Vuvuzela no Copom?
José Serra |
O diretor da área externa do Banco Central, Tony Volpon, na semana
passada, cometeu a grave bobagem de antecipar a analistas de mercado e à
imprensa seu voto na próxima reunião do Copom (Comitê de Política
Monetária), que começa nesta terça-feira (28.jul.2015).
"Eu, pessoalmente, vou votar para o aumento de juros até que a nossa
projeção esteja de uma maneira satisfatória apontando para o centro da
meta", disse após evento em São Paulo, segundo o jornal "Valor
Econômico". Esse vazamento subverte o rito de definição da taxa básica
de juros e deve ser condenado.
O Copom não é lugar para amantes da vuvuzela. Justificativas posteriores
baseadas em teorias arcanas ou "eu quis dizer outra coisa" não cabem.
No comitê, criado no governo Fernando Henrique Cardoso, a ideia é que
seus membros decidam seus votos com base na exposição técnica do estafe
do banco.
Os diretores devem entrar na reunião do Copom sem qualquer decisão —
isso garante, em tese, que o voto do colegiado será técnico, sem
influência prévia de mais ninguém. Não se trata de um formalismo. É uma
das formas de garantir a independência do órgão.
Ao alardear seu voto, o diretor põe a imprensa dentro da sala do Copom. E
se algum deles divergir publicamente do colega? Vão debater previamente
no Jornal Nacional?
Além disso, adiantar o voto mexe nos valores dos contratos de juros
futuros. Para os grandes operadores, isso pode significar ganhos
elevados. A ideia do Copom sempre foi a de evitar qualquer risco desse
tipo. No governo FHC era proibido discutir matéria do comitê antes da
reunião e, uma vez votada, era imediatamente divulgada pelo Sisbacen, o
sistema de informações do Banco Central. Ou seja, possibilidade zero de
vazamento.
O Senado é o órgão responsável pela aprovação dos diretores e pelo
acompanhamento da política monetária. Por isso pedirei que o Senado e a
Comissão de Assuntos Econômicos da Casa se pronunciem sobre o episódio e
sobre o mérito da decisão que o BC venha a tomar.

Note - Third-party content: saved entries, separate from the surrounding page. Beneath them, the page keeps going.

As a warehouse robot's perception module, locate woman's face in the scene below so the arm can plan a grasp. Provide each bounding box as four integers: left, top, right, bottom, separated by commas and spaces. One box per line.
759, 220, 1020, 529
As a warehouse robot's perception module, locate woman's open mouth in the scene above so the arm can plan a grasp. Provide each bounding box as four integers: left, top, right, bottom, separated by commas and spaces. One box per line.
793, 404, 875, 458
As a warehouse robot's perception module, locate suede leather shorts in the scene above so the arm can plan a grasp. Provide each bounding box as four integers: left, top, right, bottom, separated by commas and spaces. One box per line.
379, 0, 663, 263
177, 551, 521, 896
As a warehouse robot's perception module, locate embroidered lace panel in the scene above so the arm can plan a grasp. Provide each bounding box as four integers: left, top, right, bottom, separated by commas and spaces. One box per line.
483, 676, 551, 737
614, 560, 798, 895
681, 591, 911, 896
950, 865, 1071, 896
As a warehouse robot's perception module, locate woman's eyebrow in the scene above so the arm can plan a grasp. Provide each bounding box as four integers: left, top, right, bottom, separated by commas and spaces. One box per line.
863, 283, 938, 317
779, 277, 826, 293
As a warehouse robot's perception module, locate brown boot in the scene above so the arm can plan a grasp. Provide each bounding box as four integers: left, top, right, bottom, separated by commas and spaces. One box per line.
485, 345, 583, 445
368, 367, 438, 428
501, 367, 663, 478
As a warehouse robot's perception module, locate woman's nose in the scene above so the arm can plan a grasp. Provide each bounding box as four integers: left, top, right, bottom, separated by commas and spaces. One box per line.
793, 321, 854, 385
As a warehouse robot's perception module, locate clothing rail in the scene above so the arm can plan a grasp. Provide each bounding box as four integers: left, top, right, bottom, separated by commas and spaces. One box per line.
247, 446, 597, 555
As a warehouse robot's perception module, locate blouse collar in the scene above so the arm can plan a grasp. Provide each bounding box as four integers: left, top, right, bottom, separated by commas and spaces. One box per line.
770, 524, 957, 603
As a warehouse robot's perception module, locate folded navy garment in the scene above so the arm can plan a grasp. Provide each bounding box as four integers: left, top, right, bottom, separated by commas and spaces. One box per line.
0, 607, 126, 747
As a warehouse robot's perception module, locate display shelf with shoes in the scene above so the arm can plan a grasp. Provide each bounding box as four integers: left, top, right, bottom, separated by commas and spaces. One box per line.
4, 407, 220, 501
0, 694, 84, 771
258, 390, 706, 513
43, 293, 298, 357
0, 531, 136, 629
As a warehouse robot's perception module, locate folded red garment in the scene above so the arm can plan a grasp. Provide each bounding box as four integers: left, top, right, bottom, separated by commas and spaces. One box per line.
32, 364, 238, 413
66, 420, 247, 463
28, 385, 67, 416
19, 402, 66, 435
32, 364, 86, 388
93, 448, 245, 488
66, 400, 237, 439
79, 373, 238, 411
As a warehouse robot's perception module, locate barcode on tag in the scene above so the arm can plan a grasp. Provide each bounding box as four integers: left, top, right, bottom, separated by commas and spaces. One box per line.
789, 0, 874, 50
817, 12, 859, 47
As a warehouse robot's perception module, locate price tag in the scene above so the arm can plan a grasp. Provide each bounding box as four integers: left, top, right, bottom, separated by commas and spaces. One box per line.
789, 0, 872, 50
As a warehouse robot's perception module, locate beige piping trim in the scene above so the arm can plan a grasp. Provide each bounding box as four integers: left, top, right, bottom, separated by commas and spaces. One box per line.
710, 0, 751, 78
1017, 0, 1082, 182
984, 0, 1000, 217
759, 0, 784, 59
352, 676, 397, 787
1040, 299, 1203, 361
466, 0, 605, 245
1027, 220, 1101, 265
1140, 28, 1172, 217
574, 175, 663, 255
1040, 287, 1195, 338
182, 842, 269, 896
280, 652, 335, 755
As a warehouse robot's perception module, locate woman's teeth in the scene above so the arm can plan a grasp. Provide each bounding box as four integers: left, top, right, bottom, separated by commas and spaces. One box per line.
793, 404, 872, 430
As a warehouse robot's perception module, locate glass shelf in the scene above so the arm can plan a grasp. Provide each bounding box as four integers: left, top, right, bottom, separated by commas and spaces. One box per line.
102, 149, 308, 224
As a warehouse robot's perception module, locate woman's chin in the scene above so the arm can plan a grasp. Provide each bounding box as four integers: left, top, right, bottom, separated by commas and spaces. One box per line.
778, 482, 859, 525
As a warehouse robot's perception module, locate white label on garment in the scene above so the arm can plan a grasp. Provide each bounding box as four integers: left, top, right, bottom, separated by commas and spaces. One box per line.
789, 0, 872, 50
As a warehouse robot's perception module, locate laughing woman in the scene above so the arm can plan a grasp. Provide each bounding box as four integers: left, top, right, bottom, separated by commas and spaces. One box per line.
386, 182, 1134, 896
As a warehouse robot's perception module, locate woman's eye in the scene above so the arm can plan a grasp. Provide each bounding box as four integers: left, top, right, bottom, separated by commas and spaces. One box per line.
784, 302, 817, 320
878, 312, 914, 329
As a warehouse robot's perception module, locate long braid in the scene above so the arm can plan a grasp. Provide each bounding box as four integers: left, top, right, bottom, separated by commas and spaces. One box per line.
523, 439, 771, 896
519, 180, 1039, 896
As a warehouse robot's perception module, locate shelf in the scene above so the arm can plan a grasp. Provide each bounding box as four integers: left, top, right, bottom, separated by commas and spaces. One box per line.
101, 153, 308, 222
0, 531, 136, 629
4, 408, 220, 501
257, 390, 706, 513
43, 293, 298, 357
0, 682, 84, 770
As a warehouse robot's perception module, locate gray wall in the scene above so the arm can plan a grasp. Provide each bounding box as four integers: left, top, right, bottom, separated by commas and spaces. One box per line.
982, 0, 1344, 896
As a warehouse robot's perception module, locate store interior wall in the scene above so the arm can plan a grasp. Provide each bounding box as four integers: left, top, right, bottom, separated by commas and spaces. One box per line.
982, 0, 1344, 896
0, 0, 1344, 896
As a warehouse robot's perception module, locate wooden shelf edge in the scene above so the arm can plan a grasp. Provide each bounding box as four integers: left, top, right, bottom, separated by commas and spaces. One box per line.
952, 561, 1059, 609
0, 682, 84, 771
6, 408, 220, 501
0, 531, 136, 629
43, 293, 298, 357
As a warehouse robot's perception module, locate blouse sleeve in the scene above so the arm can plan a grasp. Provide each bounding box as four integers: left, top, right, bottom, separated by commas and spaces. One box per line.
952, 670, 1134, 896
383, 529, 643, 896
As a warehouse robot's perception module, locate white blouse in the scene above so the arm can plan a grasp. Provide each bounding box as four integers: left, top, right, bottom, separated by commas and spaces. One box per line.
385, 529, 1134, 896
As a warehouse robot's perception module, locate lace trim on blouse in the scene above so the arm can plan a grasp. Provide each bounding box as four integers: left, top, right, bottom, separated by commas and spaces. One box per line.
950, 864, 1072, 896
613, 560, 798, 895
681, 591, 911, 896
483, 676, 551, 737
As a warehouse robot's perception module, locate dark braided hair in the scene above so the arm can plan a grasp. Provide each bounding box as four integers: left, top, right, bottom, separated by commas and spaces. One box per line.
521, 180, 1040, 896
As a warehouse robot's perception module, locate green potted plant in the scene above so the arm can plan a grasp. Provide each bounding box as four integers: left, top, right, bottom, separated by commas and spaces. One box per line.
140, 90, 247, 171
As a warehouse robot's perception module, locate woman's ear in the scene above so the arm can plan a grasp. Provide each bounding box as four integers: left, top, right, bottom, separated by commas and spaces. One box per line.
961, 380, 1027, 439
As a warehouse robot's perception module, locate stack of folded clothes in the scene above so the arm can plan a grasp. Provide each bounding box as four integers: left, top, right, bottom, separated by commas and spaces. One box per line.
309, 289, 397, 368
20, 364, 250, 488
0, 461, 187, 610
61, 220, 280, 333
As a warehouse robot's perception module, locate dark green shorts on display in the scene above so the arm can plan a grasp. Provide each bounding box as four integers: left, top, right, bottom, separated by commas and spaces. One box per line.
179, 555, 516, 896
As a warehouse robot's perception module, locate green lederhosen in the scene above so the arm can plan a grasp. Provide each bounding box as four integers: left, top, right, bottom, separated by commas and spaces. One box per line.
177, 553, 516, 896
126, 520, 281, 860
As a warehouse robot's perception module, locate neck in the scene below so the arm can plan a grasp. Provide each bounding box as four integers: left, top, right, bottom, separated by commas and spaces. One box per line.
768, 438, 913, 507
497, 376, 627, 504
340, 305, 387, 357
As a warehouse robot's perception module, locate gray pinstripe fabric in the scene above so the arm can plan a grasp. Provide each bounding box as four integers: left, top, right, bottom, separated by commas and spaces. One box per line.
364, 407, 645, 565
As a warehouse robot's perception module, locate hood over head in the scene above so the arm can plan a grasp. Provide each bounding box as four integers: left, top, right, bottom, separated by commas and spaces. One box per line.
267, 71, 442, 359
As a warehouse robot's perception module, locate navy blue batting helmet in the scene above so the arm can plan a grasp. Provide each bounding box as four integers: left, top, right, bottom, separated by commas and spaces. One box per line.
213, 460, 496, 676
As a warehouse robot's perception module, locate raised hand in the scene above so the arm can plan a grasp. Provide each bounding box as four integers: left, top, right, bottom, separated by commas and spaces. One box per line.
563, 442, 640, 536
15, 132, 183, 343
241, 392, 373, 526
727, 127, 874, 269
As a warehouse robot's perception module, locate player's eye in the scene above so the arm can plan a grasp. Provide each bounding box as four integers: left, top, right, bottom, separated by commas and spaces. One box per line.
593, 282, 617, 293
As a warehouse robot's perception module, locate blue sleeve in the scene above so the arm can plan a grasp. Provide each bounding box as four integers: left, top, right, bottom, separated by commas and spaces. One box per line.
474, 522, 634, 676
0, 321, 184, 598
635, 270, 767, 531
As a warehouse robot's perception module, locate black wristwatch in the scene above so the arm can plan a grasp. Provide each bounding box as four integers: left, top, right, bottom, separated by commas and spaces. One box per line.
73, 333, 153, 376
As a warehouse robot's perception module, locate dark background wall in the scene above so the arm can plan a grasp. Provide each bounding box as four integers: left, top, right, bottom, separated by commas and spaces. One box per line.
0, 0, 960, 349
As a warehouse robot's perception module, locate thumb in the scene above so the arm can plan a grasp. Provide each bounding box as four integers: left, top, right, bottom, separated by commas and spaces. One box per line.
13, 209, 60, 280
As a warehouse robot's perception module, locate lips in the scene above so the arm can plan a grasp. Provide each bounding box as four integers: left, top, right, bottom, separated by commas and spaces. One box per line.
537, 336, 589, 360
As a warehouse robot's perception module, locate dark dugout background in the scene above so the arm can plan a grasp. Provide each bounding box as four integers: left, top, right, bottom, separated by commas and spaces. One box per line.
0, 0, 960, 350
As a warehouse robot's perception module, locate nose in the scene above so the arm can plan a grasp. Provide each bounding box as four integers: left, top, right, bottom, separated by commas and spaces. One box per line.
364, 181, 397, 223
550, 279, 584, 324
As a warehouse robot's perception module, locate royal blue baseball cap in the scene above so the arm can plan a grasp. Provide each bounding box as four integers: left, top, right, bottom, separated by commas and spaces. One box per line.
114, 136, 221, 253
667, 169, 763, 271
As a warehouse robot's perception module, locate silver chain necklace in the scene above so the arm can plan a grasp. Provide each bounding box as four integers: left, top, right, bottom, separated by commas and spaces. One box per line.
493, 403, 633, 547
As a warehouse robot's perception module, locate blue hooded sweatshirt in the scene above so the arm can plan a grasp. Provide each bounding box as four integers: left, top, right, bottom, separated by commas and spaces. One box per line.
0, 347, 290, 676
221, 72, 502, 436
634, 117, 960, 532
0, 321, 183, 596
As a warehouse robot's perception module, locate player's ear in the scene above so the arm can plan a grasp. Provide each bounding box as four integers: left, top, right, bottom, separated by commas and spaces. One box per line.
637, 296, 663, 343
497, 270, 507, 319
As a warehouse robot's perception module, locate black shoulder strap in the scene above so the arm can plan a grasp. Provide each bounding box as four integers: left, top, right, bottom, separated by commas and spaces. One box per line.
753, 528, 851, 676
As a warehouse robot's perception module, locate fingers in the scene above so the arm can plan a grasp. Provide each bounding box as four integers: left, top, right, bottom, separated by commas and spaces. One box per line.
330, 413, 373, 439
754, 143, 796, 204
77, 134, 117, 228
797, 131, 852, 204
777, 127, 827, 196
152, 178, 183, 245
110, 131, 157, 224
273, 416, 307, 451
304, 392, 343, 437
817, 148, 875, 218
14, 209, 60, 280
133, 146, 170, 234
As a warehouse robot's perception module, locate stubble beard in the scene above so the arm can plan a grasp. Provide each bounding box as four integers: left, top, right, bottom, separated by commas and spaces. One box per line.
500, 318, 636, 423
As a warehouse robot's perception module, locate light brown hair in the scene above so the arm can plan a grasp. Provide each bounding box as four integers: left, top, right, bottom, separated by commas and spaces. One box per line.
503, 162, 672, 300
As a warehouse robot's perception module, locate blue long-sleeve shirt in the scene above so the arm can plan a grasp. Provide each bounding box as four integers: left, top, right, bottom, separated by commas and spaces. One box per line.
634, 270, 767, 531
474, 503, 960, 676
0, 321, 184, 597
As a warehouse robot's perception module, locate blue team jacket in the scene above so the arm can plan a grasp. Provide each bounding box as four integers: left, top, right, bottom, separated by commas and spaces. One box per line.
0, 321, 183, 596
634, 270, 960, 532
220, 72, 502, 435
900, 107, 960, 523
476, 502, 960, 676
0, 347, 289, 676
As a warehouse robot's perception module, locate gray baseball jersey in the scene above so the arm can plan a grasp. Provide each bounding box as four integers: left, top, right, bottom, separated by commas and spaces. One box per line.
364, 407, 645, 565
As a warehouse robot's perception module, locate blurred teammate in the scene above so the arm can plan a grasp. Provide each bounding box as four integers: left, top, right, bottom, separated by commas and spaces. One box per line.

Como o diretor do banco alardeou, o resultado mais provável da reunião
do Copom será mais um aumento dos juros básicos da economia: 0,25 ou 0,5
ponto percentual. Se será uma ou se será outra é a chique controvérsia
do momento.
Tenho reparos a qualquer elevação agora da taxa Selic. Os quatro
principais fatores que costumam justificar a elevação dos juros hoje
estão ausentes: economia aquecida, inflação de demanda, estresse no
balanço de pagamentos e baixo diferencial de juros com o exterior.
Infelizmente, na atual quadra, é o contrário: 325 mil empregos formais
foram destruídos no trimestre abril/junho, reforçando a queda do PIB,
que vai atingir 2,5% neste ano.
A inflação continuou pressionada, sim, mas em razão da inevitável (e
saudável) desvalorização do real e do efeito da correção de tarifas e
preços administrados, que foram segurados na marra nos últimos anos. O
deficit externo em conta corrente vai baixar devido ao câmbio e à
retração da economia, sem contar que a distância entre os juros
brasileiros e externos já é abissal.
Pior ainda, cada novo aumento de um ponto da Selic eleva as despesas do
governo em R$ 15 bilhões (anualizados)! Meio ponto a mais custa R$ 7,5
bilhões. Um quarto, R$ 3,75 bilhões. Mixaria, pensaria o diretor do BC
que abriu seu voto.
A triste realidade é que, hoje, juros em alta deprimem ainda mais a
atividade econômica e a arrecadação. Do outro lado, aumentam as
despesas. Turbinam, assim, o deficit público e o desajuste da economia,
além de inibirem o investimento produtivo.
De fato, a política do Banco Central desestabiliza a relação dívida/PIB:
essa proporção chegará a dois terços no final do ano. Os custos da
dívida vão subir, isto é, a despesa de juros chegará a 8,5% do PIB — a
maior do mundo! — e o deficit público agregado (nominal) totalizará
8,35% do PIB no fim deste ano!
É esse o deficit que importa: não adianta o primário descer pela escada e o nominal subir pelo elevador.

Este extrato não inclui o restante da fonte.